Full Kansas Senate votes to repeal renewable standards
The mandate, known as the Renewable Portfolio Standards, require the state’s utility companies to get 20 percent of their electricity from renewable sources by 2020. It has been credited for helping spur a wind boom in the state, but conservative Republican opponents say it is a distortion of the free market that will drive up costs.
Citing an article in Forbes, Sen. Forrest Knox, R-Altoona, told his colleagues that a federal tax credit has subsidized wind energy and kept rates artificially low, but the cost of wind energy is poised to skyrocket after the credit expired last year.
“Wind energy in Kansas is robust and is doing very well,” Knox said. “Federal money has paid for it, and federal money is going away.”
Knox said Kansas has likely seen its last wind farm built without the credit.
During a committee hearing, Knox asked a representative from EDP Renewables, which is building a wind farm in his district, if the company would still be doing so without the federal tax credit.
That representative, Rorik Peterson, said at the time that he was unable to speculate because the company began the project based on condition at the time.
After speaking with other members of the company, Peterson said in a phone interview Monday that the elimination of the credit wouldn’t have precluded the company from building the wind farm.
“Even without the production tax credit, wind in Kansas is still competitive,” Peterson said.
Peterson said without the tax credit the company may have had to negotiate a different 20-year sales rate with Kansas City Power and Light, but it wouldn’t necessarily have had to be dramatically different for the project to still be lucrative.
Knox said he disagrees with Kansas Corporation Commission estimates that show the renewable standards costing ratepayers less than 2 percent, but said even using those numbers, it costs him $50 a year.
He said the burden is far higher on businesses.
“If I’m paying $50, they’re paying $500 or $5,000,” Knox said.
Sen. Larry Powell, R-Garden City, said there are hidden costs to wind that are passed on, including fines incurred when turbines kill endangered birds.
“I think our constituents need the cheapest energy possible,” Powell said.

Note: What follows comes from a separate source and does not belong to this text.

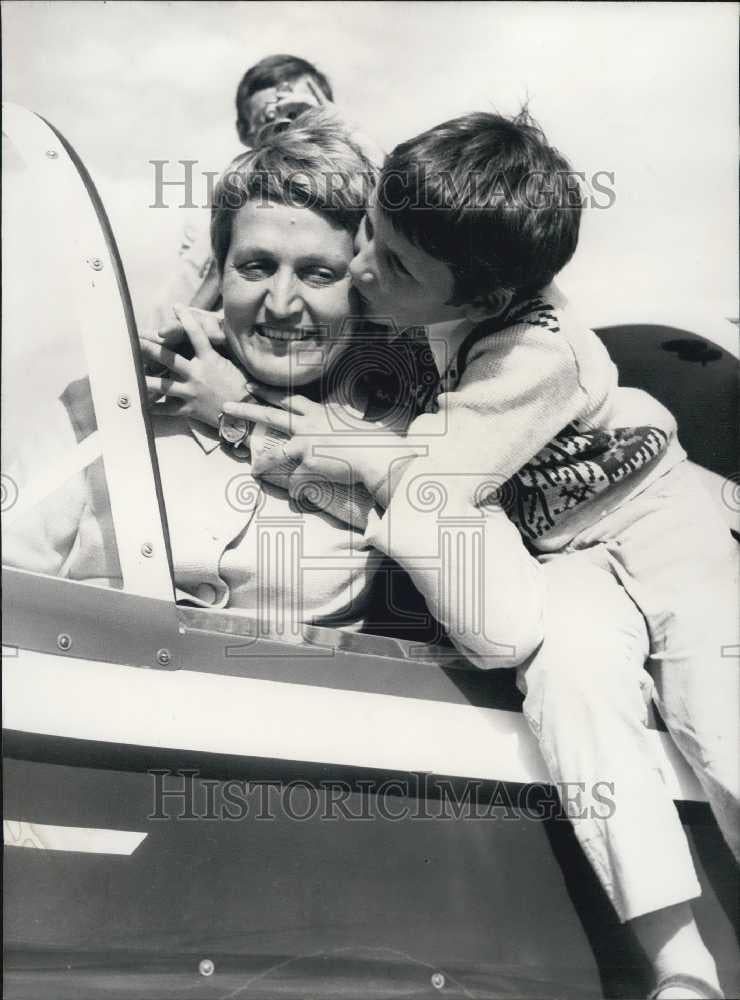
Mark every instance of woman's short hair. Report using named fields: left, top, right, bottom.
left=211, top=108, right=377, bottom=273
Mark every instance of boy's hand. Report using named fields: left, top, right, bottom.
left=140, top=306, right=247, bottom=427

Sen. Marci Francisco, D-Lawrence, said the latest KCC figures say renewable energy costs are going down while supplying more of the state’s electricity at peak times.
“I think that is saying that wind is paying off,” Francisco.
Peterson’s company was one of several energy developers who testified against repealing the standards in committee, along with local chambers of commerce.
Sen. Tom Hawk, D-Manhattan, read off some of the testimony on the Senate floor.
“I counted four proponents for the bill, but 23 opponents,” Hawk said.
Sen. Anthony Hensley, D-Topeka, urged the Senate to not even take up the bill, Tuesday, noting that a survey showed widespread support for the standards and Gov. Sam Brownback has voiced support for the wind energy.
But Americans For Prosperity has called repealing the standards one of its top priorities this session and bankrolled a controversial statewide radio and TV ad blitz attempting to tie the standards to former Gov. Kathleen Sebelius and the federal health care reform.
Several senators who voted to repeal the standards said they did so because it was time for the alternative energy companies to “stand on their own two feet.”
The Senate also passed 35-4 Tuesday a bill expanding the Promoting Employment Across Kansas program, which gives subsidies to specific companies that relocate to, or expand within, Kansas.
Substitute for House Bill 2430 would allow companies that signed up for PEAK before 2013 to request a two-year extension of their benefits, which are capped at 10 years.
The rationale for extension is that PEAK companies get to keep employee state income tax withholding and tax cuts enacted in 2012 and 2013 have lessened the value of the subsidy packages they were promised.
The Senate attached an amendment requiring the Secretary of Revenue to sign off on PEAK deals along with the Secretary of Commerce.